Q2 2025 earnings summary
16 Nov, 2025Executive summary
Achieved Q2 2025 adjusted EBITDA of $183 million and adjusted net income of $0.97 per share, with produced sales of 1.5–1.62 million tons at an average realized price of $374/ton, down from Q1 due to lower prices.
Net income attributable to shareholders was $64 million in Q2 2025, down from $111 million in Q1 2025, mainly due to lower realized prices and sales volumes, partially offset by higher New Zealand gas sale proceeds.
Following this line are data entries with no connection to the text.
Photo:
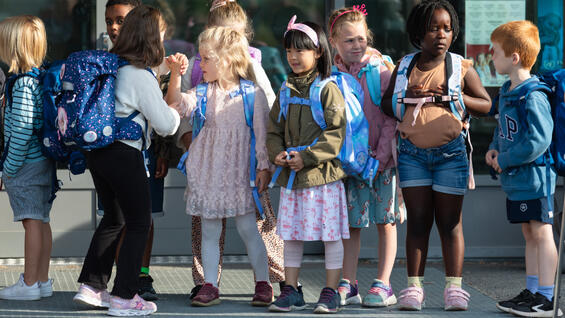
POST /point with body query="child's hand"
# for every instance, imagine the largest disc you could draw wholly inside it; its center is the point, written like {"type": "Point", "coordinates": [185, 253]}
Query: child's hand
{"type": "Point", "coordinates": [162, 168]}
{"type": "Point", "coordinates": [295, 163]}
{"type": "Point", "coordinates": [175, 62]}
{"type": "Point", "coordinates": [262, 180]}
{"type": "Point", "coordinates": [280, 159]}
{"type": "Point", "coordinates": [491, 159]}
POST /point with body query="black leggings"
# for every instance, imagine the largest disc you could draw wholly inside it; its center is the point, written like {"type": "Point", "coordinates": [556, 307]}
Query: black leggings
{"type": "Point", "coordinates": [423, 206]}
{"type": "Point", "coordinates": [122, 185]}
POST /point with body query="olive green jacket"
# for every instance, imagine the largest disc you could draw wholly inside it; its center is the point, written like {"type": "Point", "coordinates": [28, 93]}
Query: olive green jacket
{"type": "Point", "coordinates": [299, 129]}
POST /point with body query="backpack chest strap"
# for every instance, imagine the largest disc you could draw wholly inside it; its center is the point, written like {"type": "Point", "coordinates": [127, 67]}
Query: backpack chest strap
{"type": "Point", "coordinates": [437, 99]}
{"type": "Point", "coordinates": [292, 172]}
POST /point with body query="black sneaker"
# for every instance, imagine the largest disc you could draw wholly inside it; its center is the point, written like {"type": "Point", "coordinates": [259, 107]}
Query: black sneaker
{"type": "Point", "coordinates": [525, 296]}
{"type": "Point", "coordinates": [146, 290]}
{"type": "Point", "coordinates": [194, 291]}
{"type": "Point", "coordinates": [328, 303]}
{"type": "Point", "coordinates": [288, 300]}
{"type": "Point", "coordinates": [539, 307]}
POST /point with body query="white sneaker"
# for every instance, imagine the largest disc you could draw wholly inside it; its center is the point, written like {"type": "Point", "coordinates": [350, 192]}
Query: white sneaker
{"type": "Point", "coordinates": [46, 288]}
{"type": "Point", "coordinates": [21, 291]}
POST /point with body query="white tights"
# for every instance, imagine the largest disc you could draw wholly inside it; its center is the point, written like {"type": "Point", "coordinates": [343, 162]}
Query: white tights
{"type": "Point", "coordinates": [247, 229]}
{"type": "Point", "coordinates": [293, 251]}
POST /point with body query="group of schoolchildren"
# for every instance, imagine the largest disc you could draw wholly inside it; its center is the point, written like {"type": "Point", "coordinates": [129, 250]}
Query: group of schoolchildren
{"type": "Point", "coordinates": [238, 131]}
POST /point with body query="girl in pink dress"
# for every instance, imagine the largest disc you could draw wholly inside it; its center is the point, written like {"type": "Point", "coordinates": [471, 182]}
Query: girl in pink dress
{"type": "Point", "coordinates": [218, 162]}
{"type": "Point", "coordinates": [314, 209]}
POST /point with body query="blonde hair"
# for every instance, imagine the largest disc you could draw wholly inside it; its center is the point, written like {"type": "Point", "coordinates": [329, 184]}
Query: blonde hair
{"type": "Point", "coordinates": [229, 13]}
{"type": "Point", "coordinates": [520, 37]}
{"type": "Point", "coordinates": [23, 43]}
{"type": "Point", "coordinates": [338, 18]}
{"type": "Point", "coordinates": [229, 48]}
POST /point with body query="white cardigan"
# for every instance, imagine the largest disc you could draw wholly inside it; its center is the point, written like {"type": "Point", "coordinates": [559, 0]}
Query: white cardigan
{"type": "Point", "coordinates": [186, 84]}
{"type": "Point", "coordinates": [138, 89]}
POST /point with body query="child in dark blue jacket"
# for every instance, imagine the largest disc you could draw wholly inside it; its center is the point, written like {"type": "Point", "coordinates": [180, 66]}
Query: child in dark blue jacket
{"type": "Point", "coordinates": [523, 135]}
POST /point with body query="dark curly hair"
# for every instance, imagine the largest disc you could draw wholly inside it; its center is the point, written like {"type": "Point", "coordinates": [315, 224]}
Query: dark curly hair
{"type": "Point", "coordinates": [420, 18]}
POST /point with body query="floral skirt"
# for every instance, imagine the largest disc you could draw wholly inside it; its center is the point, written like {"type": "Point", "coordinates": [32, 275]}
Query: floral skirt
{"type": "Point", "coordinates": [314, 214]}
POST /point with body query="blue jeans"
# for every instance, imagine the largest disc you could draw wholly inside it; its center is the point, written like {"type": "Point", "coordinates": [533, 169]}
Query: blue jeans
{"type": "Point", "coordinates": [445, 168]}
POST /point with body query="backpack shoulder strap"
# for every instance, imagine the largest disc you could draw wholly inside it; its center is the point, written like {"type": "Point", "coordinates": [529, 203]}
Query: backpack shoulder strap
{"type": "Point", "coordinates": [453, 69]}
{"type": "Point", "coordinates": [524, 93]}
{"type": "Point", "coordinates": [284, 99]}
{"type": "Point", "coordinates": [248, 94]}
{"type": "Point", "coordinates": [199, 113]}
{"type": "Point", "coordinates": [373, 78]}
{"type": "Point", "coordinates": [196, 74]}
{"type": "Point", "coordinates": [401, 84]}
Completed the strategic acquisition of OCI's methanol business on June 27, 2025, adding two world-scale facilities in Beaumont, Texas, a low-carbon methanol business, and an idled Netherlands plant.
Integration of new assets is progressing as planned, with a focus on safe, reliable operations and customer commitments.
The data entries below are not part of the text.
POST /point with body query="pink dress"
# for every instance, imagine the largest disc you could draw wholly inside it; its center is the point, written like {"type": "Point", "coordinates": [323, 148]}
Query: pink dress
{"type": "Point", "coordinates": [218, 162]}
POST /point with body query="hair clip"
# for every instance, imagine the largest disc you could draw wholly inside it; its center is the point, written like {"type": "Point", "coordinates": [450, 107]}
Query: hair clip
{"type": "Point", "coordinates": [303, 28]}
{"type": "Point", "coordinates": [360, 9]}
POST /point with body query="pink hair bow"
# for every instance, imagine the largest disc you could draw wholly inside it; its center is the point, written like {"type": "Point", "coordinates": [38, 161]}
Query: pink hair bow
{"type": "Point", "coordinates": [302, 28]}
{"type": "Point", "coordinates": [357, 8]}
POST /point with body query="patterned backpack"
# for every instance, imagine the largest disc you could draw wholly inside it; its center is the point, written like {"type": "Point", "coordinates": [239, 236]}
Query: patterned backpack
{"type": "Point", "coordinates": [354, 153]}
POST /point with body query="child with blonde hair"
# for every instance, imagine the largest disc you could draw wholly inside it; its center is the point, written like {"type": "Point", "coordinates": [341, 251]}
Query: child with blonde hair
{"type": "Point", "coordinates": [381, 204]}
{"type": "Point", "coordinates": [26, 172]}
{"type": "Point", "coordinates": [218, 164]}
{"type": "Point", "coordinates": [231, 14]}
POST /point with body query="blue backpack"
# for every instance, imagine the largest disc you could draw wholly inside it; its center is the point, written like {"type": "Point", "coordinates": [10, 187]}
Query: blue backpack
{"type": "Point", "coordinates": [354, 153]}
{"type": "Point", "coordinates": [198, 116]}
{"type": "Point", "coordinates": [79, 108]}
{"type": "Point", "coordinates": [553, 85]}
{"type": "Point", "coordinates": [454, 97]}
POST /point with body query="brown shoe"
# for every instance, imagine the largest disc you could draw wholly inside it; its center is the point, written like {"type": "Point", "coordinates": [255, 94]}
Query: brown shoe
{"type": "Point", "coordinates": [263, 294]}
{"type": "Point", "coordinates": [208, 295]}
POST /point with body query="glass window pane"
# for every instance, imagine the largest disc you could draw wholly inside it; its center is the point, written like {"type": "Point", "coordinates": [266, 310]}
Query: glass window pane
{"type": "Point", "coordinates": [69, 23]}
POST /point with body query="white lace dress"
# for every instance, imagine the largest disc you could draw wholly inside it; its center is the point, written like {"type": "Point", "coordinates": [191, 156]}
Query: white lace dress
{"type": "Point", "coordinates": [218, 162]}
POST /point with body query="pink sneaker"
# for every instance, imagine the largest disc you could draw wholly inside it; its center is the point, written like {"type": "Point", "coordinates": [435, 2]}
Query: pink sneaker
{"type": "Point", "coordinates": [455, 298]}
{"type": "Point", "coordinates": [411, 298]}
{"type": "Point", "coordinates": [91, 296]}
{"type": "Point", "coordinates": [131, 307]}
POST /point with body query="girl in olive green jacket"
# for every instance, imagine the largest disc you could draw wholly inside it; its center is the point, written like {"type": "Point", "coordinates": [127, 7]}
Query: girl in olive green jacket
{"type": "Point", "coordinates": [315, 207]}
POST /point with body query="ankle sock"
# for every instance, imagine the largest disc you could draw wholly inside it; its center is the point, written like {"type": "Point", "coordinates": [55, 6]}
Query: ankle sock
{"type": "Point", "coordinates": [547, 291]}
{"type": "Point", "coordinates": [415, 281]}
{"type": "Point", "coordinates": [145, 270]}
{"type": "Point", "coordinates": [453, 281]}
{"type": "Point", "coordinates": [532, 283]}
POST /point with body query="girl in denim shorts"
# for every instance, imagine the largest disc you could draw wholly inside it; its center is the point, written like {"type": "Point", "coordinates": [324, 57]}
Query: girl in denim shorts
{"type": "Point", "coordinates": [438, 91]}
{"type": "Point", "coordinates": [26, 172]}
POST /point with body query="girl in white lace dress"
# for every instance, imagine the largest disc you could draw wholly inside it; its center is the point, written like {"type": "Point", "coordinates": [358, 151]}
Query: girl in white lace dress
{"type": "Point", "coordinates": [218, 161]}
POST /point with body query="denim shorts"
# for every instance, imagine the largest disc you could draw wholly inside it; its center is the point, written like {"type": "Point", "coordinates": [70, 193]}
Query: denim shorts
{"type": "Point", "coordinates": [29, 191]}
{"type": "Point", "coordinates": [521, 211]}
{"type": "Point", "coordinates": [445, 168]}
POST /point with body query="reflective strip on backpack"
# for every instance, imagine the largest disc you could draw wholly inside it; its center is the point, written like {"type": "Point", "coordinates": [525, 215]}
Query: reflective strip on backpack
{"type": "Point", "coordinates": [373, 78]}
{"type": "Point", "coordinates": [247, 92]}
$12.5 million was returned to shareholders via dividends; cash balance at quarter-end was $485 million, or $459 million excluding non-controlling interests.
Financial highlights
Revenue for Q2 2025 was $797 million, down from $896 million in Q1 2025 and $920 million in Q2 2024.
Adjusted EBITDA declined sequentially from Q1 2025, primarily due to lower realized methanol prices.
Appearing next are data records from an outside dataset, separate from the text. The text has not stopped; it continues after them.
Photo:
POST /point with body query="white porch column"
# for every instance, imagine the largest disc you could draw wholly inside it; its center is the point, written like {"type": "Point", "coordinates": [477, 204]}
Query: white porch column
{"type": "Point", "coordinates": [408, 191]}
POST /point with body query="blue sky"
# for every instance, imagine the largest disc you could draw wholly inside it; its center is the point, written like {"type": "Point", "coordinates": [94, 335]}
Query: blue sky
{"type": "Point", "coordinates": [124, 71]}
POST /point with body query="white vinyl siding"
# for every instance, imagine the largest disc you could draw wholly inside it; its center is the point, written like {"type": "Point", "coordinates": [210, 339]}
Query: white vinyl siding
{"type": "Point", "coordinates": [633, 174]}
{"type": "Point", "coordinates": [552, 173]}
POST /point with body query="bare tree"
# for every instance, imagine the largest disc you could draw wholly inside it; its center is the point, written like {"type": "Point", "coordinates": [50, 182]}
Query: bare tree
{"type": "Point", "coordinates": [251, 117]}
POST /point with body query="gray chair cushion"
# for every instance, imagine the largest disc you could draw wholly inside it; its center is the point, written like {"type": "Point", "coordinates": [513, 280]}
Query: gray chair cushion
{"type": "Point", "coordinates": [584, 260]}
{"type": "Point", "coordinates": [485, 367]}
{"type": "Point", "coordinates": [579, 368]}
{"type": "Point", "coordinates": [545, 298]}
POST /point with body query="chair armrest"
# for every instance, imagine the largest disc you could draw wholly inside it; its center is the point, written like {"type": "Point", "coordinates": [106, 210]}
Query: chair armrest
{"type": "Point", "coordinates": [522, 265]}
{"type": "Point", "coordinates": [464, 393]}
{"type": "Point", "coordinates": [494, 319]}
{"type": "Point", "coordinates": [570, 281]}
Q2 average realized price was $374/ton, with July and August realized prices expected between $335 and $345/ton.
Adjusted net income was $66 million ($0.97/share), compared to $88 million ($1.30/share) in Q1 2025 and $42 million ($0.62/share) in Q2 2024.
Cash flows from operating activities were $277 million, up from $163 million in Q2 2024.
Outlook and guidance
2025 equity production guidance is approximately 8 million tons, including new Beaumont and NatGas Lean assets.
Q3 2025 Adjusted EBITDA is expected to be higher than Q2, with higher produced sales but a lower average realized price ($335–$345/ton for July and August).
All free cash flow will be directed to deleveraging in the near term, with no significant growth capital anticipated over the next few years.